BCNF decomposition query

Question

I have a relation R(A, B, C, D) with functional dependencies ABC --> D and D --> A.

The question was, does this have a BCNF, and the answer was as follows:

(c) ABCD is not in BCNF since D --> A and D is not a key. However, if we split up R as AD, BCD, we cannot preserve the dependency ABC --> D. So there is no BCNF decomposition.

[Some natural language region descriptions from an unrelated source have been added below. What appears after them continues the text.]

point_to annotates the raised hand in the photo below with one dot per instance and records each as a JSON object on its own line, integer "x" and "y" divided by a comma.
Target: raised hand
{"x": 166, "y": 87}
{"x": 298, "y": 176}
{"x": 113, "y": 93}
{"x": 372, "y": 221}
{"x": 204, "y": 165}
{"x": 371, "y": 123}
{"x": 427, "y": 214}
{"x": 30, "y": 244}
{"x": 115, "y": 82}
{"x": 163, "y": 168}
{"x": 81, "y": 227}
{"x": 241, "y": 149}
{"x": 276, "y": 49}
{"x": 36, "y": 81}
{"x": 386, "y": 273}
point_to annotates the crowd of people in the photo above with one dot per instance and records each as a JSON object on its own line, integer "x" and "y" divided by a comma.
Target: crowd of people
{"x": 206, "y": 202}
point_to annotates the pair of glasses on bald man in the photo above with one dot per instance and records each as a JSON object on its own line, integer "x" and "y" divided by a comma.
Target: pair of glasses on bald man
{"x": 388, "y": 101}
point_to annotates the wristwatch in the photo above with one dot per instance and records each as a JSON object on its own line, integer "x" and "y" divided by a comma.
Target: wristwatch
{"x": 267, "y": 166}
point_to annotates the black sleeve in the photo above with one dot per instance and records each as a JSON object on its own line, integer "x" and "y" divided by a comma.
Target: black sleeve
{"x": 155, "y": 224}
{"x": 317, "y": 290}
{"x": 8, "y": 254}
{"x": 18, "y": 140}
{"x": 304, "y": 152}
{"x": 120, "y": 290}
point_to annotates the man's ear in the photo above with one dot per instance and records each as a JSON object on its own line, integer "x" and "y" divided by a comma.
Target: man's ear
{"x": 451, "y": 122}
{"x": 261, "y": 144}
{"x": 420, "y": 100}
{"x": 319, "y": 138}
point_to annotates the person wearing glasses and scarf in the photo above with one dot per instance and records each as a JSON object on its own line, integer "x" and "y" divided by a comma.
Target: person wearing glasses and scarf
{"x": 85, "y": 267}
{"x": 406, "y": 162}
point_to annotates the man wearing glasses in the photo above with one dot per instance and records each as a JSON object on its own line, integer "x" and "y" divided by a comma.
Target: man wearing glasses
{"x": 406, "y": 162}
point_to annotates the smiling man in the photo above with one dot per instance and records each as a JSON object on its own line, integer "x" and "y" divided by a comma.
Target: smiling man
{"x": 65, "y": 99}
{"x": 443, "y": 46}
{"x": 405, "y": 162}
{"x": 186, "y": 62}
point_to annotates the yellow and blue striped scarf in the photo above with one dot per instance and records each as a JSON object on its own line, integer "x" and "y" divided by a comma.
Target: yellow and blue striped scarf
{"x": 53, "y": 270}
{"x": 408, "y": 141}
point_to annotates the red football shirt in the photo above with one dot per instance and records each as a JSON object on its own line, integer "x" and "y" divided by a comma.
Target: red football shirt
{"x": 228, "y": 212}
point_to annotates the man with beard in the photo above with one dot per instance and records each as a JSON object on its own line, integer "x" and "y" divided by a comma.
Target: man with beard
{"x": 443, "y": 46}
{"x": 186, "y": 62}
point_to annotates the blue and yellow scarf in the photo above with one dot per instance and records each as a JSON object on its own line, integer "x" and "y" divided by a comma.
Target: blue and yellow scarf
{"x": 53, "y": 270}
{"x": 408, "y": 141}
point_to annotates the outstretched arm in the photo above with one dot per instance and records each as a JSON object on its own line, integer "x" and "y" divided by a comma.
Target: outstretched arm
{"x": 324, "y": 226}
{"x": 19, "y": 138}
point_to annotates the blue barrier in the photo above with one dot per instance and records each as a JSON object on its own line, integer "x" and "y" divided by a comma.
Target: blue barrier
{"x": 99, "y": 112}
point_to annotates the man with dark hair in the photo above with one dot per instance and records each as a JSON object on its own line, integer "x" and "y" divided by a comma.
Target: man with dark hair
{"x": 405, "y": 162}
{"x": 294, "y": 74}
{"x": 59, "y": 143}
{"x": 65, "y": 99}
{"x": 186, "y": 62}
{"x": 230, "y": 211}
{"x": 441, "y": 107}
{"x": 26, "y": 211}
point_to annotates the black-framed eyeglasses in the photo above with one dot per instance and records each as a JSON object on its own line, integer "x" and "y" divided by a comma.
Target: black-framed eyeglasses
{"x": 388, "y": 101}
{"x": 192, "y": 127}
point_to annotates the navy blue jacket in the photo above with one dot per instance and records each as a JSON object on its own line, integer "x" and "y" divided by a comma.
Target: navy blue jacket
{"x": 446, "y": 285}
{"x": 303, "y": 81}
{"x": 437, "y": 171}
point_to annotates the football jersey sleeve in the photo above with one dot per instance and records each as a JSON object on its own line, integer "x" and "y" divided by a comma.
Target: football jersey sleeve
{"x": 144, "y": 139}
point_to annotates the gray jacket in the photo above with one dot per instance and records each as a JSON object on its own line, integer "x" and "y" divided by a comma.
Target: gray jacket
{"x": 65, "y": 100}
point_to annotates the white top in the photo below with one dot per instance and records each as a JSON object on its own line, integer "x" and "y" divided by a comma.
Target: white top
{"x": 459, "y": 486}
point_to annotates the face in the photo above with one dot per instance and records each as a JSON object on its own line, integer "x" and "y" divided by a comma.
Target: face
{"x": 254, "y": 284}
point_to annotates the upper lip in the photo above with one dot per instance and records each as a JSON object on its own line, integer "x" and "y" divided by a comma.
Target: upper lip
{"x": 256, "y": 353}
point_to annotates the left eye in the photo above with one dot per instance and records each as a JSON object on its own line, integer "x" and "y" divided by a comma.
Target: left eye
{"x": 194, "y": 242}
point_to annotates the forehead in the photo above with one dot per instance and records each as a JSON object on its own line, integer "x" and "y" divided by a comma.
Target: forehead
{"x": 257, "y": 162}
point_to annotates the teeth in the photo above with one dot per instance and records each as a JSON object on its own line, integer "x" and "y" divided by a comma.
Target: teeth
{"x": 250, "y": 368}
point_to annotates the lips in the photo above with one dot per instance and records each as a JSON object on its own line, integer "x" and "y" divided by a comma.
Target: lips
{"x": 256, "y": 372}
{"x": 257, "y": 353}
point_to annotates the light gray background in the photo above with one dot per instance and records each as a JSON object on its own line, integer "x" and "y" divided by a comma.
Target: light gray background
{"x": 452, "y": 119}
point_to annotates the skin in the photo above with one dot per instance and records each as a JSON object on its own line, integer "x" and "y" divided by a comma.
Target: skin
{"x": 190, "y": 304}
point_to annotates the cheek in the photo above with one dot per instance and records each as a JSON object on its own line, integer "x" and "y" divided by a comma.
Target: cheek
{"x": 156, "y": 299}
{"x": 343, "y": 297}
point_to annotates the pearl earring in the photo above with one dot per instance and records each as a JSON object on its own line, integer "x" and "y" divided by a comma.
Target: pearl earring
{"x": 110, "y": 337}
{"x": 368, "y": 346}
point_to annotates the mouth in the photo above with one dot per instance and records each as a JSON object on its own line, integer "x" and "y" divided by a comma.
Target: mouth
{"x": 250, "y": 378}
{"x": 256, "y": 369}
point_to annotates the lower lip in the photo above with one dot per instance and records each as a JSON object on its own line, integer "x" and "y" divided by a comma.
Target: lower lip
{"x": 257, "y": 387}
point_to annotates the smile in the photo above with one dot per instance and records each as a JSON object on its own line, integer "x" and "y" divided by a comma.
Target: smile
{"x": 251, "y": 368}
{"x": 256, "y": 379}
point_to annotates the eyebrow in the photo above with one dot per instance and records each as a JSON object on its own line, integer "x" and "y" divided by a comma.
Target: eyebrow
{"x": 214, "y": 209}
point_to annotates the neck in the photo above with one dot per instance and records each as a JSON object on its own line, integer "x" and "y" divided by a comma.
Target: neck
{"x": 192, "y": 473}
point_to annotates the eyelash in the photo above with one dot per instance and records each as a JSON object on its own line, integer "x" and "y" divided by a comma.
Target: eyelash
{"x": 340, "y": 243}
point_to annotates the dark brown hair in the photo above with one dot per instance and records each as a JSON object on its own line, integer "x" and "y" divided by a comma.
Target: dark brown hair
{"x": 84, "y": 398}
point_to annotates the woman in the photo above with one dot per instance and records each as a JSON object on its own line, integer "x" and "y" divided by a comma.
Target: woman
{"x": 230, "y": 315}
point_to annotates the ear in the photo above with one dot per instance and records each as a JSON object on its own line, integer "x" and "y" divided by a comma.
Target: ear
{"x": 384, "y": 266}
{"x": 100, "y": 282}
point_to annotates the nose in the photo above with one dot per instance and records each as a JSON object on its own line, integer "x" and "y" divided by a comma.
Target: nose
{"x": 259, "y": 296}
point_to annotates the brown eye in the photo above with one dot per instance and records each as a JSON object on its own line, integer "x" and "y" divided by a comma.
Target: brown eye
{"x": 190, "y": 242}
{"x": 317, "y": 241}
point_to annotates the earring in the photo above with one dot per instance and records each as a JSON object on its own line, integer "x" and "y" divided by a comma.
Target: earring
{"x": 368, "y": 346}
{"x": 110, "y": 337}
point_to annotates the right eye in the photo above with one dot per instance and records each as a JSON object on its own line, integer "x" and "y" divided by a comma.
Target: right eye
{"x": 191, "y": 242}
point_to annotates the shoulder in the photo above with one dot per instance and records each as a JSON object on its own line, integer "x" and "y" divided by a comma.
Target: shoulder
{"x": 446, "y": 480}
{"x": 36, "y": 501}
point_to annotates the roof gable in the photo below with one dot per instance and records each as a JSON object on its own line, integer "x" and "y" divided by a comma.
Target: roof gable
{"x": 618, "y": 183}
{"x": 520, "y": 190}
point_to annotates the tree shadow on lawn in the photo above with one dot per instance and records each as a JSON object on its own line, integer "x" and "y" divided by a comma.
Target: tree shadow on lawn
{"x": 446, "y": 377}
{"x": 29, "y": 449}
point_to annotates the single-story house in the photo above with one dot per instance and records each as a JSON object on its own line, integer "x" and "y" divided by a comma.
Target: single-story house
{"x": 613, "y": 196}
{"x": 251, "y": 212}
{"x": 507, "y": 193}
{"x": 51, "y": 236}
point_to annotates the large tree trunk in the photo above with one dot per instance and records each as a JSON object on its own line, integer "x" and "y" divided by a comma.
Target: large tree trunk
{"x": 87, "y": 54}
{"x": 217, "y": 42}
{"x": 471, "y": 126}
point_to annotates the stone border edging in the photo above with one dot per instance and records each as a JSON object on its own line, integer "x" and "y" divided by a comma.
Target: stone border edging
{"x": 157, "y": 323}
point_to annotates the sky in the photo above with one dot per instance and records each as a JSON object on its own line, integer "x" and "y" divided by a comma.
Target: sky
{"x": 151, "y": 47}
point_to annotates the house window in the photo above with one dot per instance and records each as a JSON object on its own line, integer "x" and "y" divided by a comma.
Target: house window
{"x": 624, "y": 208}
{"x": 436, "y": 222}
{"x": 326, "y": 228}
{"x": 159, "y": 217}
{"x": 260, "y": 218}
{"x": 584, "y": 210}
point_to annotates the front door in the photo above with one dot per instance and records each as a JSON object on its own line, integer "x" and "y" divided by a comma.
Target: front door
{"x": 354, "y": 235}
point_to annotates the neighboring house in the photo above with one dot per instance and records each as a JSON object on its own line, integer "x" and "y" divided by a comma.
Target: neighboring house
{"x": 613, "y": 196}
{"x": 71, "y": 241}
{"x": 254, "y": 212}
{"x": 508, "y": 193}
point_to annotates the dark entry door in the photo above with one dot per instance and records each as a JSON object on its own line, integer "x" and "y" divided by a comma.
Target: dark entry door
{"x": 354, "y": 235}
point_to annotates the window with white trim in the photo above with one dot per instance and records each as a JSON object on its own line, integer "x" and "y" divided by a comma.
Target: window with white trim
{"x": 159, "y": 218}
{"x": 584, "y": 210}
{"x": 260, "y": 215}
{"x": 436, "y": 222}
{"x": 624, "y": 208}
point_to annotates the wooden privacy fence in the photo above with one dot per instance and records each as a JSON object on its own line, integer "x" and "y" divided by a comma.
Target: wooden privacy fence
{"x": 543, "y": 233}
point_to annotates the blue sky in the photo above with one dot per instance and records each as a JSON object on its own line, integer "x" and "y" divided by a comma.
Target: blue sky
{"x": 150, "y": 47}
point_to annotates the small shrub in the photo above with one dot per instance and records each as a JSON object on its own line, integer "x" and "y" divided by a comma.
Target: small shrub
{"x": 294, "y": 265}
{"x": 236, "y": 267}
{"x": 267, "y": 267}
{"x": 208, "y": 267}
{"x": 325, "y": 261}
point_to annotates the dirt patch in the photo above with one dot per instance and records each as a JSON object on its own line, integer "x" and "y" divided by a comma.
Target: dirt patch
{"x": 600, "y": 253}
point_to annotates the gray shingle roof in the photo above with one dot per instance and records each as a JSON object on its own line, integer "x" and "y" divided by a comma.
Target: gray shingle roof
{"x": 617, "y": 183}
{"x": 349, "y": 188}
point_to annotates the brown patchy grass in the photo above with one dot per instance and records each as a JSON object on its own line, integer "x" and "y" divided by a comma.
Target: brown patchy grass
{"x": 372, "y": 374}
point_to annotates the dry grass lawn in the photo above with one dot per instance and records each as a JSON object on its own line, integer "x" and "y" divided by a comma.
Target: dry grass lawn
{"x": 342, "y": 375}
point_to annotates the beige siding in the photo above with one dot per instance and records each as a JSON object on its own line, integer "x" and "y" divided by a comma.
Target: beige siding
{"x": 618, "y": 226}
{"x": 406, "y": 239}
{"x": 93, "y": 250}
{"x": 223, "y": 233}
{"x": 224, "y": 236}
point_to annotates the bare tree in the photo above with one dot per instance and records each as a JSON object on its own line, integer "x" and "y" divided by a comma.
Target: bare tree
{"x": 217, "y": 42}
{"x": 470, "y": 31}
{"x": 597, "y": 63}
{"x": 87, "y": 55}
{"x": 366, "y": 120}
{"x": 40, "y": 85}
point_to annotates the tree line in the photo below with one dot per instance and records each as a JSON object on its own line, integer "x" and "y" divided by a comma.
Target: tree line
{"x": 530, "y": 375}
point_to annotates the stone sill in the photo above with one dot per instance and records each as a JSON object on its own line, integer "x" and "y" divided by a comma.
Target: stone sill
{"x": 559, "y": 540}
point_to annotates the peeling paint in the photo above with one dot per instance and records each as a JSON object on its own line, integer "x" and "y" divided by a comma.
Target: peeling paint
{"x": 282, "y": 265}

Now my question is, I understand that ABC->D cannot be preserved if you split the relation R into R1(A,D) and R2(BCD) but what if you changed R2(BCD) to R2(ABCD). Wouldn't that preserve it then? Is there any reason we cannot do that?

Answer 1

You are taking "So there is no BCNF decomposition" out of context in two ways. There is no (lossless) BCNF decomposition (1) into relations that are all smaller (per comment) (2) that preserves all FDs (per comment).

From this answer:

[O]ne can always losslessly decompose to 3NF while preserving FDs but BCNF might not preserve them. Nevertheless it's a lossless decomposition: the components, if holding projections of the original, will join to the original. But whenever the original would have had a given value, the components should be projections of it. (If they're not, an error has been made, so we want the DBMS to constrain the components appropriately.) So it is necessary but sufficient to constrain the components to be projections of the original. ABC is trivially so (because it is a key). This leaves us needing to require that AD = ABCD PROJECT {DA}. We say that the components must satisfy that "equality dependency".

You can always non-loss decompose to 5NF. You just might have to add equality dependency constraints if you want to constrain the components per the unpreserved FDs.